Whether or not he owns that house, the memories are still mine. But without a physical place for them to reside, I feel as though the memories themselves are threatened. In writing, a sense of place matters. Your story can’t be floating in a void. It needs to attach itself somewhere. The setting doesn’t have to drive the story, but it helps define the character and her actions.
When I lost Mom, I felt untethered, like there was nothing tying me down. In her absence, I didn’t know what I was anymore. Or who. Over the last two years, I’ve worked to rebuild. I’ve accepted that I know what Mom’s opinion would be, so in a sense, she’s here, even if she’s not. At first, in defiance — because, dammit, if she wasn’t here to stop me I could do whatever the hell I wanted — I chose the opposite path. Then I slowly found my way back to center, not walking in a straight line, maybe, but zigzagging back and forth, in smaller zigs and less extreme zags. I’m starting to feel a warmth when I think of her, not just pain. The loss is still there, sometimes still palpable, but livable.
And now, faced with losing the house, too, I feel like I’m out flapping in the wind again. Nothing to hold onto, no anchor to attach myself to. Logically, I can’t fathom how I could be defined by either a person or a place. I can make my life into whatever I want it to be. History doesn’t matter. Location is irrelevant. No one can take my memories.
Illogically, emotionally — well, that’s a whole other thing.
Choosing which furniture to take, making way in my life for more stuff, I sense how shallow that task is. How devoid of meaning. Boards nailed together, shelves that just happen to have graced the rooms of several generations of family. Family which feels lost to me. Generations past. If no one remembers, they’re truly gone. And I feel the burden of holding on, desperate to show them they mattered. Lives were different because of them. The loss I feel is staggering in its breadth. How do I keep alive that which is no longer present, in a place that will no longer belong to our family?

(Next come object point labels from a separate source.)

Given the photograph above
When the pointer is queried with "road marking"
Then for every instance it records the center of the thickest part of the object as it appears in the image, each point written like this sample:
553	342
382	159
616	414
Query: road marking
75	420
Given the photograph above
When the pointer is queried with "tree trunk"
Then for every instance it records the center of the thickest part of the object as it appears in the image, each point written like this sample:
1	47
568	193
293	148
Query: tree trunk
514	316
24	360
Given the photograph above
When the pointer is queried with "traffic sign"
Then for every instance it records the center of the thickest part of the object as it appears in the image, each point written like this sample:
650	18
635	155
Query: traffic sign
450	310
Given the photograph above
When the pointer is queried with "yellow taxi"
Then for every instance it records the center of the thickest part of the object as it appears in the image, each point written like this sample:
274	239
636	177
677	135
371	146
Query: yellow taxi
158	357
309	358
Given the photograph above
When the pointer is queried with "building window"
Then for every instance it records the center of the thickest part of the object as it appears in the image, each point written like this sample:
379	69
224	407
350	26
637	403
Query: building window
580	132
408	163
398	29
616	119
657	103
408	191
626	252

How do I redefine myself — again — by what is and not what’s gone?
For now, I clean, sort, eliminate boxes and bags of detritus, trying to make way and squeeze even more into my life. And I wait, and hope, that one night soon, maybe tears won’t sneak up on me the minute the lights are out. That I’ll carry on what is good and leave behind the sadness. That I can find ways to memorialize the people I have loved. That I’ll remember, and because of that, so will my kids.
And that I won’t need that house to feel like I still have a home.